The hook is a thirty-second blurb that tells the world they have to read your book. It's the description that you place into a query letter, that could be placed on the jacket cover, or your opening statement in a television or radio interview.

Consider the evening news: have you ever noticed before each commercial break, the anchor tells you what will be covered when you return? That is the hook. You hang around through the commercials, waiting to hear the stories they dangled in front of you. Establish a hook that will make the listening public, the publishers, and the agents stop and take notice of your work.

Conflict!

Conflict drives a book. Nothing should be easy for your main character, the protagonist. Happiness, contentment, and perfect lives might make the world a better place, but they're boring.

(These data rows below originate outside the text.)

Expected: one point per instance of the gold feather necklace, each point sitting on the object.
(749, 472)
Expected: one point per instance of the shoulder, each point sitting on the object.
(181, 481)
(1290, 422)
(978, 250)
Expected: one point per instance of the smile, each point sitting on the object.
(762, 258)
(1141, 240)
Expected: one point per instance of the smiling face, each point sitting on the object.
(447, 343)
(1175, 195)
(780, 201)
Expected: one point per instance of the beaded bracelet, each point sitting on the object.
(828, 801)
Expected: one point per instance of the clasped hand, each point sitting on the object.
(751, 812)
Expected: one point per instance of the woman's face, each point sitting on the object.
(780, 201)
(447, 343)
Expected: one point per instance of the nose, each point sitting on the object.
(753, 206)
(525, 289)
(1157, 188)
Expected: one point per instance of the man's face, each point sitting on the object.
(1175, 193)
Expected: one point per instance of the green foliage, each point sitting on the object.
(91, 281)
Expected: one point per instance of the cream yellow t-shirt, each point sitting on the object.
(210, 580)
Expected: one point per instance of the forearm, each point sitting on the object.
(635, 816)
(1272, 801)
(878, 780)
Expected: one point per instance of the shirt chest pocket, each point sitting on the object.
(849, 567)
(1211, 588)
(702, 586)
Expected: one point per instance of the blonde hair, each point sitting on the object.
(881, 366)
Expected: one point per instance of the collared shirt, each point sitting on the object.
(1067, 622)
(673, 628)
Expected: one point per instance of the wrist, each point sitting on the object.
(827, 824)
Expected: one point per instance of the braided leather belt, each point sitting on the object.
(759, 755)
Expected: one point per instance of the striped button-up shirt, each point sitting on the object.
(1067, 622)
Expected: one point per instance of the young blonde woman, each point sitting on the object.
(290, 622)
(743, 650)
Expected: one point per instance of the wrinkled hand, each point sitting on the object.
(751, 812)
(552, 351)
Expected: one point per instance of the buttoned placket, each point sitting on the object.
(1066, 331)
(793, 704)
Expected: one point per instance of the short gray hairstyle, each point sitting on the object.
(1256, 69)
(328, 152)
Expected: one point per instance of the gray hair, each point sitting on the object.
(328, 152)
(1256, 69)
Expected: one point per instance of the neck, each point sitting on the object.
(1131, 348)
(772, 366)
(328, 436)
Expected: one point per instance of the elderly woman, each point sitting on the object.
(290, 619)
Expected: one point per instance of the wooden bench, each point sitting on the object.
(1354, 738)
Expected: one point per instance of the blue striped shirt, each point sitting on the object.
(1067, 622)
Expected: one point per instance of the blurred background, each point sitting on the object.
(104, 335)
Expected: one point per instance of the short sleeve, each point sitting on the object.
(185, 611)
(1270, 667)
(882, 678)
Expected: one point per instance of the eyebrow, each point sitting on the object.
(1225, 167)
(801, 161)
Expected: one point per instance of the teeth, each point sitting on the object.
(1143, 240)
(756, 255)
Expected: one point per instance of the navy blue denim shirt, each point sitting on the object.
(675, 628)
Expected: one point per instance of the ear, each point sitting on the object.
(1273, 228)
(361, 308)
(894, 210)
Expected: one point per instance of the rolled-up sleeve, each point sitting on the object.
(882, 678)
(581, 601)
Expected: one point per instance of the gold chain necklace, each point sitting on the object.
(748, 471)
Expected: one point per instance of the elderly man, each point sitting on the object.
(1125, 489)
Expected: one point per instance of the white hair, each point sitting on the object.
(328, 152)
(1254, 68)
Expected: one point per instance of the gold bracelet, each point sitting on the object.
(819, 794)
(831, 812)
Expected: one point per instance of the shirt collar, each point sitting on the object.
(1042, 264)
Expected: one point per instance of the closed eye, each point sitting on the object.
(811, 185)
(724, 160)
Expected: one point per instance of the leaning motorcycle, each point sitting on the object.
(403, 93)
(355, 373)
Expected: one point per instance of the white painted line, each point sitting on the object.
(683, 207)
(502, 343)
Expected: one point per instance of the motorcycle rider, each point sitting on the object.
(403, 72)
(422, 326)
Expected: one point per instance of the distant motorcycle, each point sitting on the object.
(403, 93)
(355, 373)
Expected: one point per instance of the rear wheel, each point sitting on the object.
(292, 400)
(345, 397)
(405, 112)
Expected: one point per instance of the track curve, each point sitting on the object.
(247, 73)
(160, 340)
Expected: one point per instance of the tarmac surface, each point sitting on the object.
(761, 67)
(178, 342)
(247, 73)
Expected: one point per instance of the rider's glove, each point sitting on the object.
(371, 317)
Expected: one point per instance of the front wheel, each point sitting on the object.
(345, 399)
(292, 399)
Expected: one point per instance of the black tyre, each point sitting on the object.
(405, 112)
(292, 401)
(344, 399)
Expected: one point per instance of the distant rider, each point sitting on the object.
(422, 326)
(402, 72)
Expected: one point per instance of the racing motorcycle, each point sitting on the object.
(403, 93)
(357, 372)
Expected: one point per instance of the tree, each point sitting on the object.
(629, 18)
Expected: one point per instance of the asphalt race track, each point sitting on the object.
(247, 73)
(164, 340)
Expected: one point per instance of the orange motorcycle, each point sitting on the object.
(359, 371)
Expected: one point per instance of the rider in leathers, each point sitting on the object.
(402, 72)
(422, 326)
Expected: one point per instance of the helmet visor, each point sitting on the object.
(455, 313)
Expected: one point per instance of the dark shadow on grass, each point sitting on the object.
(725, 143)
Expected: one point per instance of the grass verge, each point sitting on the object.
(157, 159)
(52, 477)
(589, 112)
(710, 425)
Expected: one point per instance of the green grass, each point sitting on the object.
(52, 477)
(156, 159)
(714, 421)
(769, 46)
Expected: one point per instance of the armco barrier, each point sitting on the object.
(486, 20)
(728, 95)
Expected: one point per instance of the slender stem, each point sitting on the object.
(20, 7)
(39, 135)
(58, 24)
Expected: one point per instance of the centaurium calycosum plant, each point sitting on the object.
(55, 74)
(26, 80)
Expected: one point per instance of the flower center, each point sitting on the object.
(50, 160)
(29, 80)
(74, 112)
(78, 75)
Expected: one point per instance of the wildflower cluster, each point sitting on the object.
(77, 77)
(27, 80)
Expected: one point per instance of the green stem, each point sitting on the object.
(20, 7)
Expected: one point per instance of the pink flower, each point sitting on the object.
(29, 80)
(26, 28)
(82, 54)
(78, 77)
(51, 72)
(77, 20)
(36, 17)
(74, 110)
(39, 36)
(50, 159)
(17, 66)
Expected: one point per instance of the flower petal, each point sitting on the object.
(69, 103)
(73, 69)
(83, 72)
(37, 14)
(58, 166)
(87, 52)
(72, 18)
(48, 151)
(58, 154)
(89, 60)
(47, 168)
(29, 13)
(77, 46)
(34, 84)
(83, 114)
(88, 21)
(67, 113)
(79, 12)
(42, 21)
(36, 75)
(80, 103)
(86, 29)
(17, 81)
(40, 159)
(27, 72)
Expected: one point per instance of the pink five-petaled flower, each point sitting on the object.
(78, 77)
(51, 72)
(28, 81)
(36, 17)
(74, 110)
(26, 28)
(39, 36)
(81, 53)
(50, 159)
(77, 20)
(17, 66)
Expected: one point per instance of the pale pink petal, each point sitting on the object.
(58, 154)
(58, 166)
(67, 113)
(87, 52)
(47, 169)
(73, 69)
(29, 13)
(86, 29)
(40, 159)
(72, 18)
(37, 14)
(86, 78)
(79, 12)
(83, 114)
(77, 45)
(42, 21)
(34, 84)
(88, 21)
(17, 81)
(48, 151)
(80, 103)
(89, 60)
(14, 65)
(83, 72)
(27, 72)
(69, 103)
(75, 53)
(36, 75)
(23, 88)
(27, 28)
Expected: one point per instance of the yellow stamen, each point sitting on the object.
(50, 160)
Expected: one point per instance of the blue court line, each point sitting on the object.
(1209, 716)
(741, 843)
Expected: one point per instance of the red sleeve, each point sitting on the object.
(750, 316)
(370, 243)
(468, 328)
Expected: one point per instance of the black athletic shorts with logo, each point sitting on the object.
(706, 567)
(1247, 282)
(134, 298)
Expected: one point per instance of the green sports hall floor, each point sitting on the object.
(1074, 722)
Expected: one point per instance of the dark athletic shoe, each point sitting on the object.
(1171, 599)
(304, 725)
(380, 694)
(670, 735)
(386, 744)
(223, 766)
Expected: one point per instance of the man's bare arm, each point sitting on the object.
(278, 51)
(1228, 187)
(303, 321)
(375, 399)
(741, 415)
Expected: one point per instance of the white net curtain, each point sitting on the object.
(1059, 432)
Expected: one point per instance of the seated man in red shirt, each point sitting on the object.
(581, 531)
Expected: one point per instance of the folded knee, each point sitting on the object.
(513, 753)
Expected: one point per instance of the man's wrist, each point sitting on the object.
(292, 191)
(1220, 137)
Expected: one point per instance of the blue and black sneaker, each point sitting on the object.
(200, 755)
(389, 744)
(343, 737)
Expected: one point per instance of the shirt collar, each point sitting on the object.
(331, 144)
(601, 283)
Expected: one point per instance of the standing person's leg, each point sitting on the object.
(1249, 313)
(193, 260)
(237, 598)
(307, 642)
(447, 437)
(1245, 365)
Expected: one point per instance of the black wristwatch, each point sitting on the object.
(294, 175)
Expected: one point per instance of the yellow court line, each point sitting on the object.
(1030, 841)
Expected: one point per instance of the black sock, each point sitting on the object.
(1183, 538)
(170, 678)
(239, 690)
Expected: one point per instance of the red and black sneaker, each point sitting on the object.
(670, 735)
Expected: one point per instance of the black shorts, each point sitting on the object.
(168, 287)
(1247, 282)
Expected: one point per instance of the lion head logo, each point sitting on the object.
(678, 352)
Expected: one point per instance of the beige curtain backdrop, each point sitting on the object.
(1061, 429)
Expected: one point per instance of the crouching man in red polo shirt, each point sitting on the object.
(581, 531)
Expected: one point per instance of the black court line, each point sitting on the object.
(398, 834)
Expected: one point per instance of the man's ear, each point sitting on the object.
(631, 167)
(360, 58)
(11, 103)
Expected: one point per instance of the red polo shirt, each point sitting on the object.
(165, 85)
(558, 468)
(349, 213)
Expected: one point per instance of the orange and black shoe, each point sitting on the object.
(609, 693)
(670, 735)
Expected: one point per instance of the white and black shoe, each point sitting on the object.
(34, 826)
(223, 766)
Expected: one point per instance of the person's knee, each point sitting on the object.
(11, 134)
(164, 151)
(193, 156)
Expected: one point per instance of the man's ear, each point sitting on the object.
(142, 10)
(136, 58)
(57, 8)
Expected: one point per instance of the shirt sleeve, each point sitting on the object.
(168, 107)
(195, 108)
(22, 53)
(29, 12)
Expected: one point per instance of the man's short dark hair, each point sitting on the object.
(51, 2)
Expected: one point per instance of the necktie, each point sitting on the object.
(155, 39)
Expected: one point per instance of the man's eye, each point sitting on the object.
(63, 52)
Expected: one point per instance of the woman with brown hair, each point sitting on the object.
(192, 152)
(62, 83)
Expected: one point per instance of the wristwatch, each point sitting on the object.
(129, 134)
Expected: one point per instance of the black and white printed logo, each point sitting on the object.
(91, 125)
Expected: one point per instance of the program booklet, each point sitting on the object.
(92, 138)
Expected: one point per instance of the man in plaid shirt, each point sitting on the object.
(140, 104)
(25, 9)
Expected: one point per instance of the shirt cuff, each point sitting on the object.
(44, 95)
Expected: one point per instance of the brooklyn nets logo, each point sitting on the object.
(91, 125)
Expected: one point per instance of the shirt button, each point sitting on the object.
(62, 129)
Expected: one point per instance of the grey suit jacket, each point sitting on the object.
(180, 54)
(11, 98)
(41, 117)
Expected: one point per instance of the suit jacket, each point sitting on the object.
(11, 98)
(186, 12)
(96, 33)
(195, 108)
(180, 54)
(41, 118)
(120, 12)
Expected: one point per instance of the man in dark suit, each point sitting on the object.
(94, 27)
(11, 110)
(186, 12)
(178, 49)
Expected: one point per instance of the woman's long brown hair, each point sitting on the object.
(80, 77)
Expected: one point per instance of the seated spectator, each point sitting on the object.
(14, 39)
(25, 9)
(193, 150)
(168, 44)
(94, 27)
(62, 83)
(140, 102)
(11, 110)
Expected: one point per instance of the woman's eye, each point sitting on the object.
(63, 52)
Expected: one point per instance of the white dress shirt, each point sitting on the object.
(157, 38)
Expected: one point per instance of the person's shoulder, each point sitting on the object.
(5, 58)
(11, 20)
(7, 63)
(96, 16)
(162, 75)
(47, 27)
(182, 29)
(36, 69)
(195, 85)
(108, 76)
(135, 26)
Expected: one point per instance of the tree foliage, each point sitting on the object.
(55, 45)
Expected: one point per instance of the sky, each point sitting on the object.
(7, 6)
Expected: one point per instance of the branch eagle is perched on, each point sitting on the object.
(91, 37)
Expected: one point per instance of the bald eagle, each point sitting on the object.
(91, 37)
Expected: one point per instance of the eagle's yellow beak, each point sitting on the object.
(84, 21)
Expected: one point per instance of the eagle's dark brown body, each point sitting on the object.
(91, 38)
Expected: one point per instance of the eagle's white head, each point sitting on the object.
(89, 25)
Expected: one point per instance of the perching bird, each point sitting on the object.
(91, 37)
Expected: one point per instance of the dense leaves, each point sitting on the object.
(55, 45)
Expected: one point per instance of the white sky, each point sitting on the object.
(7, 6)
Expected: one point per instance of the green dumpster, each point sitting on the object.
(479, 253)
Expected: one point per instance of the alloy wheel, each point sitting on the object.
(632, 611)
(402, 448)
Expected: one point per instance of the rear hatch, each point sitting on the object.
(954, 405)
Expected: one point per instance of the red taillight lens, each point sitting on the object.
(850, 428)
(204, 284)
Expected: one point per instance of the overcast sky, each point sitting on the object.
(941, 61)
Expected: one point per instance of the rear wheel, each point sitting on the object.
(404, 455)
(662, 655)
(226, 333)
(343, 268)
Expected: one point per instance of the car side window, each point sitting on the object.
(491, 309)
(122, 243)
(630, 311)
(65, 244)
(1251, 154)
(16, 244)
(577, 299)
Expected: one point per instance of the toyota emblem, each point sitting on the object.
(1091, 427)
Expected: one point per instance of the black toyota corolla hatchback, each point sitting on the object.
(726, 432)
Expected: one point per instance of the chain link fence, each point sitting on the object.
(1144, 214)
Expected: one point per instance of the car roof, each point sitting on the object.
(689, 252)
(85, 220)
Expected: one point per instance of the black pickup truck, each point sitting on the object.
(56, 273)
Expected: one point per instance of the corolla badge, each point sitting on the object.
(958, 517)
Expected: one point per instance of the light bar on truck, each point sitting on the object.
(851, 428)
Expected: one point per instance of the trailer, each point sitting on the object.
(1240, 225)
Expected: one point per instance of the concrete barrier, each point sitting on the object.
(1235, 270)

Regardless of your genre, you need suspense to keep the reader interested. They have to care what happens next. End each chapter with a sentence or paragraph that will make the reader want to continue to the next chapter.

Time Frame

The shorter the time frame, the faster the pace and the more tension it produces. Tension is a by-product of conflict and propels your story forward. The movie Three Days of the Condor was based on a book entitled Six Days of the Condor by James Grady; the time was shortened for the movie to increase tension and suspense.

Thoughts vs. Action

Thoughts slow down a story. Talking heads can only keep the reader's attention for a short time. Action propels the story forward - changing locations, vivid scenery, characters doing something.

Every scene in the book should do double duty. And every page in your book should propel the reader toward the climactic scene.